The precise source of the coronavirus (SARS CoV) has yet to be determined. But it belongs to the same family as the deadly SARS (severe acute respiratory syndrome)-type virus that can result in pneumonia and kidney failure.

In Europe and the US, health experts are fearful about a repetition of the 2003 SARS outbreak that infected over 8,000 persons in more than 30 countries. An estimated one in ten patients subsequently died.

Earlier this month, the World Health Organisation (WHO) acknowledged the emergence of what it described as “a new coronavirus capable of causing severe disease” that “raises concerns because of the experience with SARS.”

A statement issued by the WHO added, “The WHO has closely monitored the situation since detection of the first case and has been working with partners to ensure a high degree of preparedness, should the new virus be found to be sufficiently transmissible to cause community outbreaks. Some viruses are able to cause limited human-to-human transmission under condition of close contact, as occurs in families, but are not so easily transmissible that they are likely to cause 
larger and sustained community outbreaks.”

As with SARS, the new coronavirus may have originated in animals like bats and goats before infecting humans. So the first clear evidence of human-to-human transmission within a Pakistani-origin family in the UK has set the alarm bells ringing.

“This recent cluster provides the first clear evidence of human-to-human transmission of this novel coronavirus, coinfection of the coronavirus with another pathogen (influenza A), and a case of mild illness associated with the coronavirus infection,” says a statement posted by the Centres for Disease Control and Prevention (CDC) based in Atlanta, US.

“Persons who develop severe acute lower respiratory illness within 10 days after travelling from the Arabian Peninsula or neighbouring countries should continue to be evaluated, according to current guidelines. Persons, whose respiratory illness remains unexplained and who meet the criteria for ‘patient under investigation’, should be reported immediately to the CDC through the state and local health departments. Persons who develop severe acute lower respiratory illness of known etiology within 10 days after travelling from the Arabian Peninsula or neighbouring countries but who do not respond to appropriate therapy may be considered for evaluation for novel coronavirus infection.
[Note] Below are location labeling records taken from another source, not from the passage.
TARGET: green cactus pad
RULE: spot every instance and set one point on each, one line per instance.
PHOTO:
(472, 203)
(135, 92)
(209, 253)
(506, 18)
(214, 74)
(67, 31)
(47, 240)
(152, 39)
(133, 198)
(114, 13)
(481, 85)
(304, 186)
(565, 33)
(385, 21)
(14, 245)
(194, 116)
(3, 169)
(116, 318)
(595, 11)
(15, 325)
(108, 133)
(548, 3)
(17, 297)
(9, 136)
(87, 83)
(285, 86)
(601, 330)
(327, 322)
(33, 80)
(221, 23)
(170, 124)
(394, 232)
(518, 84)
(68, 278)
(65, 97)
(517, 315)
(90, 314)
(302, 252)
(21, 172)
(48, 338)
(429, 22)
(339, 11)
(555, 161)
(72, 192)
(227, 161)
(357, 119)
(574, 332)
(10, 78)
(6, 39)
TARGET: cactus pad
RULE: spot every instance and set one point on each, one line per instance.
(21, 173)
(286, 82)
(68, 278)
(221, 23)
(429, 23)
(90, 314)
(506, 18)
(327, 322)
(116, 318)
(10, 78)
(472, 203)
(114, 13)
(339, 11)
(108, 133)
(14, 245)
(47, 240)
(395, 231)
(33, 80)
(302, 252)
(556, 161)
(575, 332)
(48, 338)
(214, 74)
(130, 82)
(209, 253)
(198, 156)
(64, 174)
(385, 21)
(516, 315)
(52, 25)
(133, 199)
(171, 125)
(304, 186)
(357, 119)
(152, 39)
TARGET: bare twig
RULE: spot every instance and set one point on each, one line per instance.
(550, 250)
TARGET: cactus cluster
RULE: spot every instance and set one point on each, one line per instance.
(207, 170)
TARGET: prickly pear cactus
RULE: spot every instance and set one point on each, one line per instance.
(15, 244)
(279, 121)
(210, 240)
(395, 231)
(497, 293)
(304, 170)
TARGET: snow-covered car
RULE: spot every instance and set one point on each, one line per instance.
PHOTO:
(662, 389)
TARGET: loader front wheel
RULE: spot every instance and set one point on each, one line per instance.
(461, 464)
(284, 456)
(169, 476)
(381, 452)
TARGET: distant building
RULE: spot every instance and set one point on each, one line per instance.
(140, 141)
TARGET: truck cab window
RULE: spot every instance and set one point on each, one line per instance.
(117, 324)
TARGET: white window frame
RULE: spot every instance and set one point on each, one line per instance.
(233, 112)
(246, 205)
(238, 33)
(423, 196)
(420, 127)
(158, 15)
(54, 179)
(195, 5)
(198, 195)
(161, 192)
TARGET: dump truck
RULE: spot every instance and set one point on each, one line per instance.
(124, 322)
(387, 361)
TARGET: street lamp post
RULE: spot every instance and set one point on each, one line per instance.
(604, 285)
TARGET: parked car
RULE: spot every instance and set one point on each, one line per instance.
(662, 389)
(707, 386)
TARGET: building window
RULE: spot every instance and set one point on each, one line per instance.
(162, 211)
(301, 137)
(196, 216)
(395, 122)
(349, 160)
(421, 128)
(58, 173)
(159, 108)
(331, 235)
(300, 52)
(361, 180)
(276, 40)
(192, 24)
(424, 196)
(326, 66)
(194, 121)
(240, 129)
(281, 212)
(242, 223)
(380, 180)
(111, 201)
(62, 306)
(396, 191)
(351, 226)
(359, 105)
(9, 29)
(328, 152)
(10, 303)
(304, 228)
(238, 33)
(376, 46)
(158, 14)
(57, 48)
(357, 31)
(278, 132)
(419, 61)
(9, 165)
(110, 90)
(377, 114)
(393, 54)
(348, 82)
“In addition, persons who develop severe acute lower respiratory illness who are close contacts of a symptomatic traveller who developed fever and acute respiratory illness within 10 days of travelling from the Arabian Peninsula or neighbouring countries may be considered for evaluation for novel coronavirus infection. Testing of specimens for the novel coronavirus will be conducted at the CDC.”

In the UK, the widow of a man recently infected and killed by the new virus has told the British media how her father-in-law, Abid Hussain, was the unwitting bearer of the disease that killed her husband.

Azima Hussain has explained how Abid travelled to Mecca, Saudi Arabia, early last February to pray for the recovery of his son, Khalid, who was in a Birmingham hospital where he was undergoing chemotherapy for brain cancer.

"The cancer was complicated, it was right behind the eyes and nose," Azima told the Guardian newspaper in London. "Doctors said he needed chemotherapy to make the tumour smaller, before they could operate. His father went back to Pakistan to tell the family about Khalid's cancer and decided to come back via Mecca to pray for his recovery. It was weird, no one could have expected what happened."